The new strain, ST131, was a major cause of serious antimicrobial-resistant E. coli infections in the United States in 2007, researchers found. This strain has been reported in multiple countries and encountered all over the United States. In the study, researchers analyzed resistant E. coli isolates collected during 2007 from hospitalized patients across the country. They identified 54 ST131 isolates, which accounted for 67 percent to 69 percent of E. coli isolates exhibiting fluoroquinolone or extended-spectrum cephalosporin resistance.
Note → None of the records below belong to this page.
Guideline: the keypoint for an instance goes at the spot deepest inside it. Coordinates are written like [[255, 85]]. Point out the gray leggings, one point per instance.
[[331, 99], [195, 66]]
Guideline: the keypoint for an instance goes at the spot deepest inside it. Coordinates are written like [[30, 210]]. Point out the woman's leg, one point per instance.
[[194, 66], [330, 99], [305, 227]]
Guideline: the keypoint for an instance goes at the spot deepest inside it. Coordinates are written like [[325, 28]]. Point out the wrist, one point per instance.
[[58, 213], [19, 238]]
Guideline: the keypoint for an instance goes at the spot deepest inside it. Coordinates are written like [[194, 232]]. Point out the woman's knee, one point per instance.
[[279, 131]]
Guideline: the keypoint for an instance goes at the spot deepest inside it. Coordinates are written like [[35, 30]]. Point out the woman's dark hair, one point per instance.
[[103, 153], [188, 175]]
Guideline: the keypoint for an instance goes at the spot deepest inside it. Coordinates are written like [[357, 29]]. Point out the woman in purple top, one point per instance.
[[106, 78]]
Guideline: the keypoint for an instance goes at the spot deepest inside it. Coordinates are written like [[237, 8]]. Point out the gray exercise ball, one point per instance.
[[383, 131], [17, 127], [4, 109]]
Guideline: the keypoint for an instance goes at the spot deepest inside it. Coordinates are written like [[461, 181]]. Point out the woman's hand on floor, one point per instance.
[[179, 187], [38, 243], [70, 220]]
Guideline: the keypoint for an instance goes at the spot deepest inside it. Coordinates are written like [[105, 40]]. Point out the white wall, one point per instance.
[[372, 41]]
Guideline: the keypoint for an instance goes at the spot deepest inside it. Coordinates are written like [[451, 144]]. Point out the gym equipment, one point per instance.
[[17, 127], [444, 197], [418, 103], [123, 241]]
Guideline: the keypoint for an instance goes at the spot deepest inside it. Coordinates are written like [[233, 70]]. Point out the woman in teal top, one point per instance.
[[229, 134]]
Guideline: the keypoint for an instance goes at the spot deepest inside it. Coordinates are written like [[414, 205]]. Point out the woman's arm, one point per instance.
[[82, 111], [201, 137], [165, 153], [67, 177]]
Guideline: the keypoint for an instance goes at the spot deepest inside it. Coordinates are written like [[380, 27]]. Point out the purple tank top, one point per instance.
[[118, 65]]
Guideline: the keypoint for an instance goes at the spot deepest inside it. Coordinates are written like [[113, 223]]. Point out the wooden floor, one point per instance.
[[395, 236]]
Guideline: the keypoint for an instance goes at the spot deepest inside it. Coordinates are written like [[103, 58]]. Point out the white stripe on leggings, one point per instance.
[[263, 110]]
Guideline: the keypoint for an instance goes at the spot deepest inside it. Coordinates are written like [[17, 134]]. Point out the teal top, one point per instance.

"If we could discover the sources of this strain, the transmission pathways that allow it to spread so effectively, and the factors that have led to its rapid emergence, we could find ways to intervene and possibly slow or halt this strain's emergence," said study author James Johnson, MD, of the VA Medical Center in Minneapolis.
In the past, highly virulent E. coli strains usually have been susceptible to antibiotics, while highly resistant strains have been fairly weak in terms of their ability to cause disease. The susceptible strains were easily treated even though they caused serious infections, while the resistant ones tended mostly to affect only weakened or vulnerable individuals. Now, the study's findings suggest, the ST131 strain has appeared with a high level of virulence and antimicrobial resistance.
"If this strain gains one additional resistance gene," Dr. Johnson added, "it will become almost untreatable and will be a true superbug, which is a very concerning scenario."